Despuntaba la mañana, cuando el mandatario llegó a la explanada de la iglesia de El Carmen, donde monseñor Arturo González Amador, obispo de la diócesis de Santa Clara, bendijo la villa.
El representante eclesiástico dio antes la bienvenida a Díaz-Canel y a su esposa, que lo acompañó en la visita, y a las autoridades locales, encabezadas por los primeros secretarios del Partido en la provincia y el municipio, y los presidentes de las asambleas provincial y municipal del Poder Popular. También participaron Alpidio Alonso Grau, ministro de Cultura, y Luis Morlote Rivas, presidente de la Uneac.

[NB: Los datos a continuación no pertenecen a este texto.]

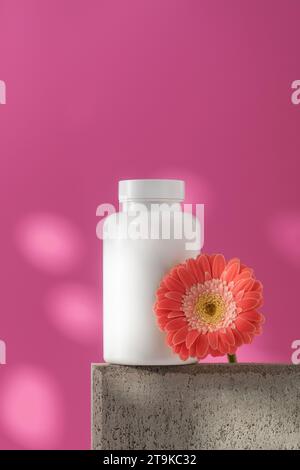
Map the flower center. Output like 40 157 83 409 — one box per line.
195 292 226 325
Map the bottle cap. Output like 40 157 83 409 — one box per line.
119 179 184 202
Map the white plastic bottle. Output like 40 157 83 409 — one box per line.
103 180 200 365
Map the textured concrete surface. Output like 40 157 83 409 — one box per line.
92 364 300 450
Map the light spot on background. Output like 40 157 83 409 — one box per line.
268 211 300 267
45 283 101 344
0 366 64 449
16 213 83 273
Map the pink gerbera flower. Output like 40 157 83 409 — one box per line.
154 254 264 360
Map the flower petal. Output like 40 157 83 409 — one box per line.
212 255 226 279
166 331 176 346
196 334 208 359
207 331 218 349
237 297 262 312
185 330 200 349
164 276 185 294
186 258 198 284
232 278 253 295
240 310 262 322
235 315 255 333
173 325 188 345
190 341 197 357
197 255 211 280
232 328 244 347
221 262 240 284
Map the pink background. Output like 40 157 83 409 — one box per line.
0 0 300 449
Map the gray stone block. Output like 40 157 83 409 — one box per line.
92 364 300 450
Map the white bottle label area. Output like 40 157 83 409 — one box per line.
103 180 202 365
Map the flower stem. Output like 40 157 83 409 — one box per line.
227 354 237 364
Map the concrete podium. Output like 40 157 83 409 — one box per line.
92 364 300 450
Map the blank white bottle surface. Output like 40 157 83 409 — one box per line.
103 180 200 365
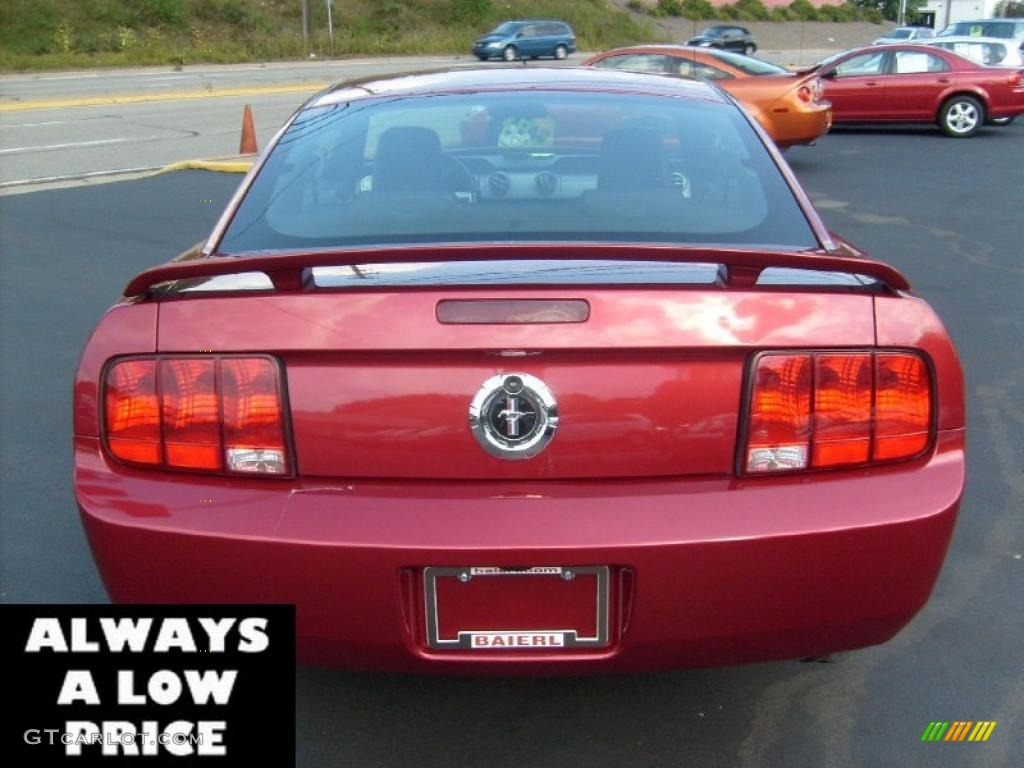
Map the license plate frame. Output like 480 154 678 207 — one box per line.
423 565 611 651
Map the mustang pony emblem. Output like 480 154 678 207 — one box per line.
469 373 558 460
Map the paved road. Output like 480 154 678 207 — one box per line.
0 125 1024 768
0 51 827 194
0 55 583 191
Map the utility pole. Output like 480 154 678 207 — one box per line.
327 0 334 56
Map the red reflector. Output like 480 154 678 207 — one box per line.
160 357 222 469
746 354 811 472
103 360 161 464
811 353 871 467
743 352 932 473
873 352 932 461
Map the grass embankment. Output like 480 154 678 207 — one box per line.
0 0 656 71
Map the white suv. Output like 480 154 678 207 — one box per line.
939 18 1024 48
923 35 1024 68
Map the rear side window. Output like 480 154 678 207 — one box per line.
894 50 949 75
836 53 887 78
942 20 1024 40
594 53 671 74
219 91 818 253
705 50 790 77
669 57 733 80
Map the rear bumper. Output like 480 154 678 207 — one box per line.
765 102 833 147
75 431 964 674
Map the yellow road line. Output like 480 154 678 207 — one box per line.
154 160 253 175
0 82 330 113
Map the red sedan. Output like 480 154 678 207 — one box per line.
813 45 1024 137
74 68 965 674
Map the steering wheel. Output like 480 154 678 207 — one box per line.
441 155 480 202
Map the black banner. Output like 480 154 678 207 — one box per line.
0 605 295 768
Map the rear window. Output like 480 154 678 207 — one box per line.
702 50 790 77
219 91 818 253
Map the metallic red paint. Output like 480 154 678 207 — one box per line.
819 45 1024 123
75 430 964 674
74 70 965 674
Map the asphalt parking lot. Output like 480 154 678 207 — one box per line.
0 121 1024 768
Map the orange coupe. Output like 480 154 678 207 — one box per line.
584 45 831 147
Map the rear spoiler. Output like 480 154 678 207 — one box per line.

En el parque El Carmen también está ubicado el memorial dedicado al secular acto iniciático de la villa, con sus columnas de mármol en las que están grabados los nombres de las familias fundadoras, que ahora son representadas por los presidentes de los consejos populares de la ciudad.
Como es tradición, los líderes barriales dieron las vueltas rituales correspondientes al joven árbol de tamarindo que recuerda al otro, al añoso de 1689 que dio sombra y brisa a quienes celebraron la misa precursora.